Valor econômico, v. 18, n. 4454, 05/03/2018. Brasil, p. A2.

 

 

BNDES deveria se concentrar em estimular a inovação, indica estudo

Ana Conceição

05/03/2018

 

 

A fim de resgatar o papel de indutor do desenvolvimento, o BNDES deveria reformular sua política de crédito partindo de quatro metas: incentivo à inovação, aumento da produtividade, da competitividade e da inserção internacional das empresas brasileiras, sobretudo as pequenas e médias. A proposição é de João Furtado, doutor em Economia pela Universidade Paris 13 e diretor da Elabora Consultoria. Tendo como partida essas metas, o economista, especializado em estratégias e políticas industriais, escreveu um estudo em que faz dez propostas para um "novo" BNDES.

O texto de Furtado é o segundo de uma série apoiada pelo Instituto de Estudos para o Desenvolvimento Industrial (Iedi) com o propósito de discutir o papel do banco no futuro do país. O primeiro, divulgado em janeiro, escrito pelo economista Ernani Teixeira, professor da UFRJ e ex-superintendente da instituição, propunha o fim da relação entre o BNDES e o Tesouro Nacional.

Algumas das principais propostas de Furtado envolvem mudanças no Finame, programa de financiamento para produção e aquisição de máquinas e equipamentos novos de fabricação nacional. "O Finame deveria se orientar pela promoção da inovação, do desenvolvimento tecnológico", afirma. Ele diz que a linha, a mais antiga do BNDES, precisa financiar a modernização da indústria e de outros setores, aumentando a competitividade das empresas nos mercados interno e externo.

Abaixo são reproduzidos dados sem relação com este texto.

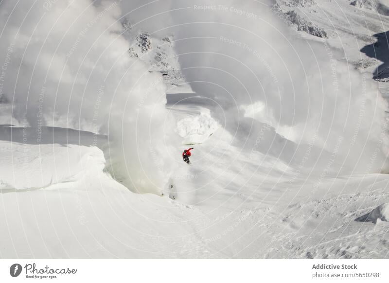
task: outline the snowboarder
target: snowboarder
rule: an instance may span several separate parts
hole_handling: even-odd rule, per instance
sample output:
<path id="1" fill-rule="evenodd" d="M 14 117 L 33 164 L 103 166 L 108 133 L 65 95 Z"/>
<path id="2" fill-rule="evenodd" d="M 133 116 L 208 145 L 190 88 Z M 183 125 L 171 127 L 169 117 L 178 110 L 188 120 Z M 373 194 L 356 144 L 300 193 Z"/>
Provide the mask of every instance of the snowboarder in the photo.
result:
<path id="1" fill-rule="evenodd" d="M 191 150 L 193 149 L 193 147 L 191 147 L 188 149 L 185 149 L 184 150 L 184 152 L 182 153 L 183 160 L 188 164 L 191 163 L 190 161 L 189 161 L 189 157 L 191 155 Z"/>

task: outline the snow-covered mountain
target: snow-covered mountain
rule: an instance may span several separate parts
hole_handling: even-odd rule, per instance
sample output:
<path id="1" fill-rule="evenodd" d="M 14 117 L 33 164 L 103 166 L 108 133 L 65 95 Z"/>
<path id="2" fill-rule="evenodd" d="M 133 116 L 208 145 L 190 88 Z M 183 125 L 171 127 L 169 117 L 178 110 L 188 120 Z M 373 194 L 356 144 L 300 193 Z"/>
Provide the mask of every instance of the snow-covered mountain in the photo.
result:
<path id="1" fill-rule="evenodd" d="M 386 1 L 65 2 L 0 41 L 0 257 L 388 258 Z"/>
<path id="2" fill-rule="evenodd" d="M 190 85 L 181 71 L 174 48 L 174 36 L 158 38 L 147 32 L 132 31 L 130 22 L 123 20 L 124 35 L 131 43 L 130 56 L 139 58 L 150 66 L 150 70 L 160 73 L 169 93 L 191 93 Z"/>

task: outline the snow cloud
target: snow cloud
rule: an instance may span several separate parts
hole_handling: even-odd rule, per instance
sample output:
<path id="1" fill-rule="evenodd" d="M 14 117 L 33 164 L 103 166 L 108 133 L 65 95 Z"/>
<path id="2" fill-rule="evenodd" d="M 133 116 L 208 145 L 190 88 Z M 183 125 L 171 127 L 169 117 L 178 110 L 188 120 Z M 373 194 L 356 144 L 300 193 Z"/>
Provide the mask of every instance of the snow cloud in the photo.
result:
<path id="1" fill-rule="evenodd" d="M 291 153 L 280 145 L 285 139 L 298 151 L 315 137 L 315 147 L 328 156 L 338 147 L 336 160 L 328 161 L 332 168 L 386 171 L 387 106 L 376 84 L 326 39 L 301 38 L 274 4 L 171 0 L 122 6 L 134 29 L 175 35 L 192 88 L 222 106 L 223 113 L 213 115 L 237 133 L 237 144 L 252 148 L 262 124 L 270 122 L 274 128 L 269 138 L 280 142 L 271 140 L 264 153 L 271 148 L 285 157 Z M 300 163 L 293 158 L 285 160 Z"/>
<path id="2" fill-rule="evenodd" d="M 152 157 L 163 163 L 165 87 L 129 56 L 120 1 L 5 0 L 0 7 L 1 92 L 14 116 L 39 137 L 45 125 L 108 134 L 111 173 L 133 191 L 159 192 L 164 175 Z"/>

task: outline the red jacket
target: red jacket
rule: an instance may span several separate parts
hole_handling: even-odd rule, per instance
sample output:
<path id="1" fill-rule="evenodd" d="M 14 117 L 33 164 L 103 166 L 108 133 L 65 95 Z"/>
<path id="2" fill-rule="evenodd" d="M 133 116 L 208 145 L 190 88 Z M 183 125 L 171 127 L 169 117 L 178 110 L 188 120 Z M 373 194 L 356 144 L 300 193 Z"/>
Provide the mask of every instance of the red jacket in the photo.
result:
<path id="1" fill-rule="evenodd" d="M 189 148 L 189 149 L 187 149 L 186 150 L 186 152 L 184 151 L 184 152 L 182 153 L 182 156 L 184 156 L 184 155 L 187 155 L 188 156 L 191 156 L 191 152 L 190 152 L 191 149 L 193 149 L 193 147 L 191 147 L 190 148 Z"/>

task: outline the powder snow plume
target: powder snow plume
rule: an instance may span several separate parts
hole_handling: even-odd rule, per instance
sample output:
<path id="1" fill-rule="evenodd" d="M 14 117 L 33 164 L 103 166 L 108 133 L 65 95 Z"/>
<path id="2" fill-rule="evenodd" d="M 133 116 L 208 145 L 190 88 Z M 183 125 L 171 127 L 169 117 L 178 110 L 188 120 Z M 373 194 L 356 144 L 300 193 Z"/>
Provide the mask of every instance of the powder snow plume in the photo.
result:
<path id="1" fill-rule="evenodd" d="M 319 159 L 348 174 L 387 172 L 388 106 L 376 84 L 325 39 L 297 36 L 274 3 L 172 0 L 122 6 L 134 29 L 175 35 L 187 80 L 216 102 L 213 115 L 235 135 L 235 144 L 295 166 L 312 143 L 315 157 L 305 166 Z M 272 130 L 258 145 L 264 124 Z"/>

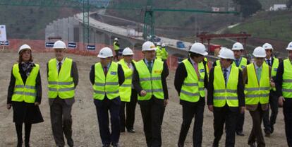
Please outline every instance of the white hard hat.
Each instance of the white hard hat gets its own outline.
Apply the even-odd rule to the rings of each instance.
[[[264,49],[273,49],[273,46],[272,46],[271,44],[265,43],[262,45],[262,48]]]
[[[61,41],[61,40],[58,40],[56,41],[53,46],[53,49],[66,49],[66,44]]]
[[[32,51],[32,48],[30,48],[29,45],[24,44],[23,45],[21,45],[20,47],[19,47],[18,54],[20,54],[20,52],[22,50],[25,50],[25,49],[30,49],[30,52]]]
[[[243,49],[243,45],[240,42],[234,43],[232,46],[232,50],[241,50]]]
[[[107,58],[111,57],[113,57],[113,52],[111,51],[111,49],[108,47],[100,49],[99,53],[97,55],[97,57],[99,58]]]
[[[132,49],[130,47],[126,47],[123,51],[123,55],[133,55],[134,53],[133,52]]]
[[[287,50],[292,50],[292,42],[290,42],[289,45],[288,45],[287,48],[286,48]]]
[[[264,58],[267,56],[266,51],[262,47],[255,47],[253,50],[253,55],[255,57]]]
[[[219,50],[219,54],[220,54],[223,52],[223,50],[226,49],[228,49],[228,48],[226,48],[225,47],[220,47],[220,50]]]
[[[208,52],[206,52],[206,47],[202,43],[194,43],[190,49],[190,52],[202,54],[206,56],[208,54]]]
[[[152,42],[147,41],[142,45],[142,51],[156,50],[156,47]]]
[[[234,53],[230,49],[224,48],[218,57],[222,59],[234,59]]]

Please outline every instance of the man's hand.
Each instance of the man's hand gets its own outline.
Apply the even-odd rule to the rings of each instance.
[[[141,95],[141,96],[145,96],[146,95],[147,92],[144,90],[142,90],[141,92],[140,92],[140,95]]]
[[[11,106],[12,106],[12,105],[11,105],[11,104],[7,104],[7,105],[6,105],[6,108],[7,108],[8,110],[10,110],[10,109],[11,108]]]
[[[245,107],[241,107],[239,112],[241,112],[241,114],[243,114],[245,110]]]
[[[209,109],[209,111],[213,112],[214,110],[213,105],[208,105],[208,109]]]
[[[169,101],[167,99],[164,99],[164,107],[166,107],[167,104],[169,103]]]
[[[283,107],[284,101],[285,101],[285,98],[283,96],[279,97],[278,103],[279,106]]]
[[[275,83],[274,82],[273,78],[271,78],[271,81],[269,81],[269,83],[271,84],[271,86],[272,86],[272,88],[274,88],[274,87],[276,86],[276,84],[275,84]]]

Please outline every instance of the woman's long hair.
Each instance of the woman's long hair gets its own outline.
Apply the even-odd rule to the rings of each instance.
[[[25,51],[25,50],[23,50]],[[20,52],[20,54],[19,54],[19,57],[18,57],[18,64],[21,64],[23,61],[23,51]],[[32,51],[30,51],[30,58],[28,60],[28,61],[30,62],[32,62],[33,61],[33,59],[32,59]]]

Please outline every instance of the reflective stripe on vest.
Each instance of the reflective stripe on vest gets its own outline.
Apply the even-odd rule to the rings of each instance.
[[[225,80],[222,69],[220,66],[214,68],[214,107],[221,107],[227,105],[229,107],[238,107],[238,98],[237,95],[237,86],[238,84],[239,69],[231,66],[227,87],[225,86]]]
[[[93,98],[99,100],[104,99],[104,96],[109,100],[116,98],[118,93],[118,64],[111,61],[107,76],[100,62],[95,65],[95,84],[92,86]]]
[[[155,52],[156,52],[156,57],[157,59],[162,59],[163,52],[162,52],[162,49],[161,47],[159,46],[156,47]]]
[[[154,61],[151,74],[143,59],[135,64],[139,74],[140,85],[147,92],[145,96],[138,95],[138,100],[148,100],[152,95],[157,99],[164,98],[161,78],[164,62],[159,59]]]
[[[245,84],[245,105],[267,104],[269,102],[269,90],[271,89],[269,76],[269,66],[262,64],[261,78],[257,81],[254,64],[247,66],[248,84]]]
[[[32,68],[32,71],[28,76],[25,84],[19,73],[19,65],[16,64],[13,65],[12,74],[16,78],[13,94],[12,95],[12,101],[23,102],[28,103],[34,103],[37,96],[35,89],[36,79],[39,71],[39,65],[35,64],[35,66]]]
[[[188,59],[182,61],[185,67],[188,76],[185,78],[179,96],[181,100],[188,102],[197,102],[200,97],[205,98],[204,78],[205,71],[202,62],[198,64],[200,78],[198,79],[195,68]]]
[[[135,63],[133,61],[132,64]],[[133,76],[133,71],[130,68],[129,68],[126,63],[126,61],[123,59],[118,61],[123,68],[123,71],[125,75],[125,81],[123,84],[120,86],[119,88],[119,93],[121,100],[123,102],[130,102],[130,95],[132,94],[132,76]]]
[[[165,47],[162,47],[162,59],[166,60],[168,57],[169,53],[167,52],[166,49]]]
[[[282,94],[285,98],[292,98],[292,64],[289,59],[283,61],[284,73]]]
[[[120,47],[118,47],[118,45],[116,45],[116,43],[117,42],[116,42],[116,41],[114,41],[114,50],[118,50],[120,49]]]
[[[233,63],[232,64],[233,66],[236,66],[236,64],[235,63],[235,61],[233,61]],[[243,69],[244,69],[248,65],[248,59],[245,57],[241,57],[241,63],[239,63],[238,69],[240,69],[241,71]]]
[[[206,67],[206,73],[207,73],[207,75],[208,76],[208,79],[209,79],[209,73],[210,71],[210,70],[209,69],[209,61],[208,61],[208,59],[207,59],[206,57],[204,58],[204,61],[206,61],[206,64],[205,66]]]
[[[56,98],[57,96],[61,99],[72,98],[75,95],[74,82],[71,77],[73,60],[65,58],[59,74],[56,61],[56,59],[52,59],[48,63],[48,97],[49,98]]]

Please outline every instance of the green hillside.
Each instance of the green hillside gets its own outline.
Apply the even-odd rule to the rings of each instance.
[[[227,33],[246,32],[263,39],[292,40],[292,11],[261,12]]]

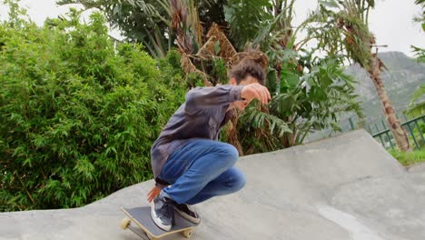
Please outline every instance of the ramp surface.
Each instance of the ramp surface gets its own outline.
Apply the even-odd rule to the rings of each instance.
[[[196,205],[192,239],[425,239],[425,167],[407,171],[362,130],[237,165],[245,188]],[[148,205],[153,185],[77,209],[1,213],[0,239],[140,239],[119,227],[120,206]]]

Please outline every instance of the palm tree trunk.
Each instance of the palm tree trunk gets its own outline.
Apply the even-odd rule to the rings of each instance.
[[[399,149],[401,151],[409,151],[410,146],[409,145],[407,133],[400,124],[400,120],[397,119],[396,113],[392,107],[390,98],[388,97],[382,78],[381,77],[381,65],[382,65],[381,63],[381,61],[378,58],[376,54],[372,55],[369,75],[375,85],[376,91],[382,104],[382,110],[385,115],[385,118],[387,119],[388,125],[396,140]]]

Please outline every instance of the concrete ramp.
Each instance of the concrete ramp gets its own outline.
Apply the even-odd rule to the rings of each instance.
[[[365,131],[237,165],[245,188],[196,205],[203,223],[192,239],[425,239],[425,167],[408,172]],[[2,213],[0,239],[140,239],[119,227],[119,207],[148,205],[153,185],[77,209]]]

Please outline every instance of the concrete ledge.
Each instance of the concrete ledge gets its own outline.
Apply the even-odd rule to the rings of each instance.
[[[425,239],[425,182],[365,131],[244,156],[237,166],[245,188],[196,205],[203,224],[193,239]],[[0,239],[140,239],[119,227],[119,207],[148,205],[153,184],[77,209],[1,213]]]

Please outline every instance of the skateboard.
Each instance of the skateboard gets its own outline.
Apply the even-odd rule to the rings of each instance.
[[[139,228],[141,228],[144,235],[147,235],[147,237],[151,240],[158,240],[163,236],[175,233],[181,233],[184,237],[189,238],[192,236],[193,229],[198,225],[198,224],[193,224],[184,219],[174,210],[175,225],[169,232],[166,232],[159,228],[153,220],[152,220],[150,206],[141,206],[134,208],[121,207],[121,210],[127,215],[127,217],[121,221],[121,228],[124,230],[130,229],[132,232],[143,238],[143,236],[140,234],[140,231],[132,225],[133,222]]]

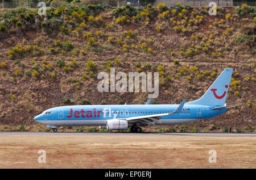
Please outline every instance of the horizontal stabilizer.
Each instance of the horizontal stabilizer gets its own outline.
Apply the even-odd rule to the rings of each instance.
[[[225,108],[230,108],[233,107],[238,106],[240,106],[243,104],[243,103],[241,104],[232,104],[232,105],[228,105],[228,106],[221,106],[221,107],[213,107],[212,109],[214,110],[221,110]]]

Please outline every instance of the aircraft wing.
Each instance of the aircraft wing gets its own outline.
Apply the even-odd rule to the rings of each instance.
[[[171,115],[172,114],[177,113],[177,111],[180,111],[183,108],[183,106],[186,102],[186,99],[184,99],[181,103],[178,106],[178,107],[174,111],[168,113],[162,113],[158,114],[152,114],[150,115],[146,115],[146,116],[135,116],[128,118],[126,119],[126,120],[131,123],[141,123],[142,124],[146,124],[148,125],[155,125],[155,122],[158,122],[161,123],[159,122],[159,120],[162,119],[162,116],[167,116]]]

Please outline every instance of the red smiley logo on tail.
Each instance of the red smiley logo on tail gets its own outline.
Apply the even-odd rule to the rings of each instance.
[[[225,85],[225,87],[228,88],[228,87],[229,87],[229,86]],[[226,91],[225,91],[221,96],[218,96],[216,94],[216,91],[217,91],[217,89],[211,89],[210,90],[213,92],[213,95],[214,95],[215,98],[216,98],[218,99],[222,99],[226,95]]]

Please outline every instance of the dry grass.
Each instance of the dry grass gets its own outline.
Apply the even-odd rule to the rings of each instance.
[[[0,168],[255,168],[253,137],[0,137]],[[38,152],[46,151],[46,164]],[[208,152],[217,151],[209,164]]]

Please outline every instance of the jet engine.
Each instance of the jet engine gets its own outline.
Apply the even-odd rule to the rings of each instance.
[[[117,119],[108,120],[106,128],[109,130],[126,130],[128,129],[128,122]]]

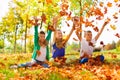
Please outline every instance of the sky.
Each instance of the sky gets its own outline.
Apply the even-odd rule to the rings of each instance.
[[[9,8],[8,2],[10,2],[10,1],[11,0],[2,0],[2,3],[0,3],[0,21],[1,21],[2,17],[7,14],[8,8]],[[99,1],[103,1],[103,0],[99,0]],[[113,3],[114,0],[104,0],[105,3],[107,3],[108,1]],[[120,4],[120,1],[118,4]],[[115,33],[120,34],[120,13],[118,14],[117,23],[115,23],[115,20],[112,18],[113,13],[118,12],[119,10],[120,10],[120,7],[119,8],[116,7],[115,4],[113,4],[113,6],[108,9],[108,13],[105,15],[105,18],[110,17],[111,22],[105,27],[103,33],[101,34],[100,38],[98,39],[98,41],[96,43],[97,46],[100,45],[100,41],[103,41],[104,44],[108,44],[108,43],[112,43],[112,41],[116,42],[116,41],[120,40],[120,38],[114,36]],[[91,18],[91,20],[92,19],[94,19],[94,17]],[[104,20],[96,21],[96,24],[99,29],[102,27],[103,22],[104,22]],[[110,28],[111,24],[116,25],[117,29],[112,30]],[[64,21],[62,22],[61,26],[64,26],[64,27],[62,27],[62,31],[66,32],[64,35],[67,35],[69,33],[71,27],[67,27],[67,25],[65,24]],[[90,28],[90,27],[85,28],[85,30],[88,30],[88,29],[90,29],[93,32],[93,37],[97,34],[97,32],[93,31],[92,28]],[[107,31],[108,29],[109,29],[109,31]],[[70,37],[70,40],[68,42],[69,43],[76,42],[73,40],[73,38],[77,39],[75,32],[72,34],[72,36]],[[78,41],[76,43],[78,43]]]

O cadastro de produtos que podem ser financiados hoje pelo Finame é "velho e estático", diz o estudo, muito voltado para produtos como caminhões e ônibus, por exemplo, e incapaz de orientar a evolução da produção e da tecnologia. A ideia que a linha passe a financiar itens como serviços tecnológicos, design, consultorias de engenharia, programas de manufatura avançada, entre outros. Outra proposta dentro do escopo do Finame seria a criação de linhas subsidiadas em três eixos: exportação, bens de consumo e infraestrutura, este com uma vertente para estimular a chamada indústria 4.0.

O BNDES tem atualmente programas voltados à inovação, como o Finem e o Criatec, mas são de pequena escala, dão poucos incentivos e são muito seletivos, diz Furtado.

As proposições do estudo ainda incluem a criação de um fundo para investimento em companhias de base tecnológica, que possam contribuir para aumentar a produtividade da economia. Também preveem a elaboração de um programa de internacionalização de empresas, financiamento de incubadoras tecnológicas para pequenas e médias empresas no exterior, apoio à economia de baixo carbono, desenvolvimento de tecnologias para conciliar a agricultura familiar e serviços ambientais e apoio a novas formas de geração de energia.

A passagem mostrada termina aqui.